Take-Home Message: Degeneration of rods in eyes with RP leads to night vision problems and loss of rod-derived cone viability factor (RdCVF) that is necessary for cone survival. Replacing RdCVF may prevent cone degeneration and loss of central vision.
Paris—Replacement of rod-derived cone viability factor (RdCVF) is being looked to as a potential strategy for maintaining cone-mediated central vision in patients with retinitis pigmentosa (RP), according to Thierry Léveillard, PhD.
“As RdCVF is a trophic factor that promotes the survival of cones, its replacement could maintain cone viability and prevent the loss of central vision that is the major handicap occurring with RP,” said Dr. Léveillard, director of research, Institut National de Santé et de Recherche Médicale (INSERM), The Vision Institute, Pierre and Marie Curie University, Paris, France.
“This approach is not a cure for RP since it does not correct a genetic defect that causes the disease,” Dr. Léveillard explained.
“However, genetic approaches to RP treatment are limited by the fact that RP is a genetically heterogeneous disease with 54 identified causative genes,” Dr. Léveillard said. “Replacement of RdCVF is an attractive strategy because it addresses a common pathway leading to cone degeneration, regardless of the causative mutation.”

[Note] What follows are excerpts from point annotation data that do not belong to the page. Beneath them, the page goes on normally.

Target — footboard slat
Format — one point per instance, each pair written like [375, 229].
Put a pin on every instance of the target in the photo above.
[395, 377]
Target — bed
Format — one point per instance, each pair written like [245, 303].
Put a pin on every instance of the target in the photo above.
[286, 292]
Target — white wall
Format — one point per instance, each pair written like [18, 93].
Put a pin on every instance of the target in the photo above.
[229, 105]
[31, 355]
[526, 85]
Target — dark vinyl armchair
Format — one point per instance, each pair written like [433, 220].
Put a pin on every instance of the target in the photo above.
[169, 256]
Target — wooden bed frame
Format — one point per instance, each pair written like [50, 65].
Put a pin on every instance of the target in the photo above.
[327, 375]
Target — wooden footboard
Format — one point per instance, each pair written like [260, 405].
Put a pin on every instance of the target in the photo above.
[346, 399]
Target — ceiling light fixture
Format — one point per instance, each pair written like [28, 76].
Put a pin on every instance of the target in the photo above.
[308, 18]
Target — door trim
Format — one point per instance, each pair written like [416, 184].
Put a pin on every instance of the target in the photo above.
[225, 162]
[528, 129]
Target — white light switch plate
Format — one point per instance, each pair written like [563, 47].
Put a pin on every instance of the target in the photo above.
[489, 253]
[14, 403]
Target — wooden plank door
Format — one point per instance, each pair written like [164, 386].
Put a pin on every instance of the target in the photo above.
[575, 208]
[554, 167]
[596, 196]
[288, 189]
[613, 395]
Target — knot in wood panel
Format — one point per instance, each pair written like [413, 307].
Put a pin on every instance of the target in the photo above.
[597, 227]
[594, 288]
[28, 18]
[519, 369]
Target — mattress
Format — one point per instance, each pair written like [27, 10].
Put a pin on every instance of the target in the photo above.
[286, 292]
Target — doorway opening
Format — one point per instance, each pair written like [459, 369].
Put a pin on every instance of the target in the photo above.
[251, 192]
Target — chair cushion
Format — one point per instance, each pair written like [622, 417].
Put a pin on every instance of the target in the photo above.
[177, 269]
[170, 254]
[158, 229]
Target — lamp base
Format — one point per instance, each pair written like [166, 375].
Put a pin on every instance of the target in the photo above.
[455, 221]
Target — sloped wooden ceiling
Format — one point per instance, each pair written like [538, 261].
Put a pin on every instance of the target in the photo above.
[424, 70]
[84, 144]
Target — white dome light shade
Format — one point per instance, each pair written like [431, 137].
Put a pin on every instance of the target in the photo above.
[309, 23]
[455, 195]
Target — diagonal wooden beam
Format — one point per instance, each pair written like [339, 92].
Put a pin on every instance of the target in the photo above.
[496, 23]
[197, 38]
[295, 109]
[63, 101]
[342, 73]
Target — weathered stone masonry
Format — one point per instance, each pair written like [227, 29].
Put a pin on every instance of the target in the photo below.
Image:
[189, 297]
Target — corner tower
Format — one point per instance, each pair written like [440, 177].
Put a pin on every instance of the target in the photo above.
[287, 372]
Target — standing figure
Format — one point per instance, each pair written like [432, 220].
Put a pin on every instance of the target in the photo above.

Dr. Léveillard and José Sahel, MD, professor of ophthalmology, Pierre and Marie Curie University, reported the first fundamental discovery of RdCVF in mice in the journal Nature Genetics in 2004. Since then, they have published several papers describing their research findings and presented some of their most recent studies at the 2015 meeting of the Association for Research in Vision and Ophthalmology.
Evidence to support RdCVF replacement as a useful treatment in RP is available from preclinical studies demonstrating that it protected cone function in two genetically distinct animal models of RP.